However, when a predetermined time T elapses from t = t ₁ and a steady operation state is established, the drive control pulse voltage V
_When the level of ₁ becomes low level and the energization of the DC motor 111 is cut off, the level of the detection voltage Vt is reduced due to the back electromotive force generated by the rotation of the DC motor 111 in FIG.
As shown in FIG. 9B, there is a tendency to decrease. This drop appears most remarkably immediately before the energization is started. To detect this level drop state in the detection voltage Vt at an appropriate timing shortly before this, the detection voltage when the energization to the DC motor 111 is cut off is detected. The potential Vr at the connection point between the resistors 116 and 117 as indicated by a broken line in FIG. 19B determined in consideration of the tendency of Vt to decrease is applied to the non-inverting terminal of the voltage comparator 121 as a reference level. An output voltage Vo as shown in FIG. 19C is output to the output side of the voltage comparator 121.

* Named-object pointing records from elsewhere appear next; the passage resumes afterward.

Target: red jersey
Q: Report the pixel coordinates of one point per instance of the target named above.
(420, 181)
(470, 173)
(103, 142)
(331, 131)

The output voltage Vo is supplied to one input terminal of the AND gate 122, and the other input terminal of the AND gate 122 is connected to the output port b of the microcomputer 123.
19D, a gate pulse GP as shown in FIG. 19D is supplied. The gate pulse GP is, as shown in FIG. 19D, the predetermined time T has elapsed after the rotation start time t1 ₁ of the DC motor 111, the time ta after the current flow breakage is output each time elapses. This time ta corresponds to the DC motor 11
1 is normally rotating, the level of the output voltage Vo is selected at an appropriate timing when it is lower than the reference potential Vr for the above-described reason.
1 during a normal operation, a pulse signal GO corresponding to the gate pulse GP is supplied to the AND gate 122 as shown in FIG. 19E.
Is obtained at the output side.

On the other hand, when the DC motor 111 is in the locked state, no back electromotive force is generated due to its rotation, so that the voltage level at both ends of the DC motor 111 does not decrease when the power is cut off, and is almost the same as the power supply voltage + Vs. It is. FIG. 19B
In FIG. 5, the state of change of the detection voltage Vt when the DC motor 111 is in the locked state is indicated by a chain line. Therefore, when the DC motor 111 is in the locked state, FIG.
As shown in (1), the pulse signal GO corresponding to the gate pulse GP is not output from the AND gate 122.
Output from AND gate 122, that is, pulse signal GO
Is supplied to the input port c of the microcomputer 123, and the microcomputer 123 determines whether or not the DC motor 111 is locked based on the level change state of the output of the AND gate 122.

[0010]

The conventional DC motor rotation failure detecting device detects the motor terminal voltage when the DC motor is intermittently driven to cut off the current to the DC motor as described above. If the detected voltage does not fall below a predetermined level, it is determined that the rotation is defective. That is, the rotation failure is detected based on whether or not the level is reduced by the back electromotive voltage generated by the rotation of the DC motor. There was a point .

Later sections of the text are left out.